— У вас план крыши наготове? Так, здесь должен стоять стол для фуршета. Музыкантов мы разместим там, где меньше всего ветра, вдруг им нужны будут ноты… Вот в том углу, чтобы панораму города не закрывали, поставим надувные фигуры. Вроде у их шефа все в порядке с чувством юмора, так что сделаем веселого зайца. — Она улыбнулась. — Его фамилия — Зайцев.

— А еще кого? — Ирочка сосредоточенно записывала.

— Еще? — Прищурившись, Наташа попыталась разглядеть будущего Зайца.

К нему в компанию просился Волк, но это можно было расценить как угрозу. Кто же может составить Зайцу пару?

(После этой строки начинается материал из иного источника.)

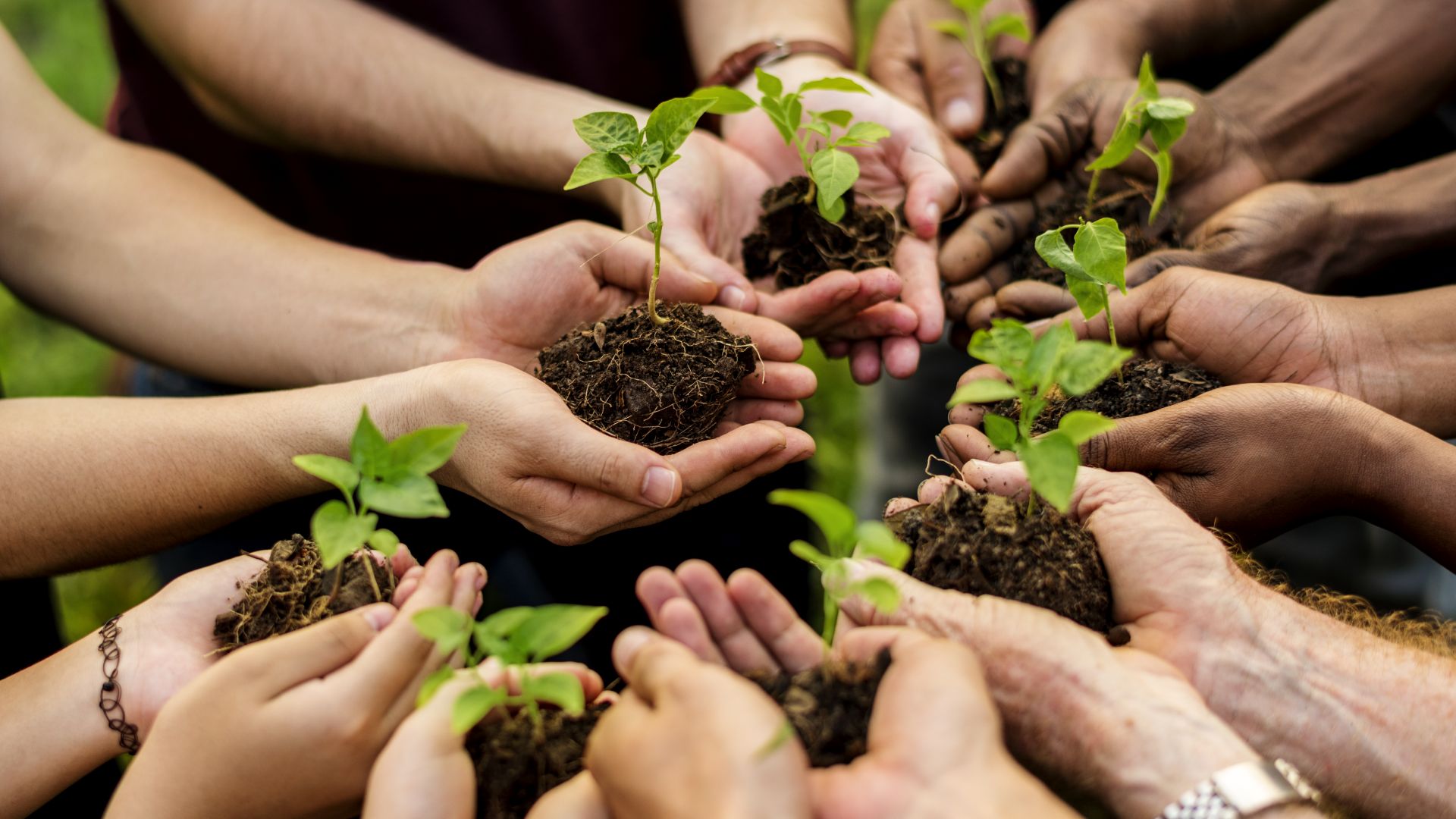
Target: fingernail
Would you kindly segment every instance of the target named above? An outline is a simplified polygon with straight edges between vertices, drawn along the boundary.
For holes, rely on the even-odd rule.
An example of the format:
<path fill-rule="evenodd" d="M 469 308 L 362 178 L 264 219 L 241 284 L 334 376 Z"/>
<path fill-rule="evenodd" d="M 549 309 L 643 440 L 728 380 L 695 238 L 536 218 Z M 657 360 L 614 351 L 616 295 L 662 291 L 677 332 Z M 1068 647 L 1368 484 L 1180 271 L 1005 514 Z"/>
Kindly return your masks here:
<path fill-rule="evenodd" d="M 718 302 L 729 309 L 741 310 L 744 302 L 748 300 L 748 294 L 743 291 L 741 287 L 729 284 L 718 291 Z"/>
<path fill-rule="evenodd" d="M 952 99 L 945 106 L 945 127 L 952 131 L 970 131 L 976 127 L 976 109 L 965 99 Z"/>
<path fill-rule="evenodd" d="M 646 477 L 642 478 L 642 500 L 658 509 L 673 503 L 676 491 L 677 472 L 665 466 L 652 466 L 646 471 Z"/>
<path fill-rule="evenodd" d="M 370 624 L 374 631 L 383 631 L 386 625 L 395 621 L 395 606 L 387 603 L 380 603 L 377 606 L 370 606 L 364 609 L 364 622 Z"/>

— Зайчиха! — нашлась она. — Сделаем акцент на ценности семейных отношений. Теперь это модно… Только выясните, пожалуйста, женат ли этот Зайцев, а то еще вляпаемся со своими аллегориями… Это нетрудно, соседи как-никак. А теперь главное: ровно в одиннадцать вечера, когда достаточно стемнеет, вон в той многоэтажке напротив, — Наташа показала пальцем, чтобы помощница ничего не перепутала, — должны погаснуть и загореться окна, чтобы высветилась надпись: «С юбилеем!»

— Как это? — Ира воззрилась на нее с ужасом. Ее, конечно, предупреждали, что из Малаховской так и лезут бредовые идеи… Но не настолько же!

Наташа светло улыбнулась:

— Как? Надо будет точно высчитать, какие окна должны гореть, а какие погаснуть, потом пройти по всем квартирам и договориться с жильцами. Некоторым заплатить придется, такие встречаются. Другие согласятся за «спасибо». Вот такая у нас работа, детка! Но это ведь не у станка стоять, правда?

Движением фокусника извлекла из кармана маленькую шоколадку и протянула девушке. Та громко ахнула, будто фея подала ей хрустальные туфельки.

— Выпейте кофейку, когда вернемся. А то на вас лица нет.

Ирочка послушно потопала за ней, осторожно переставляя свои ломкие ножки. «На таких я быстро вылетела бы из бизнеса, — Наташа прикусила губу, чтоб не обидеть девушку усмешкой. — Меня-то ноги долго кормили… Носилась по Москве, как гончая… Втянулась. До сих пор на месте — аж кое-что жжет!»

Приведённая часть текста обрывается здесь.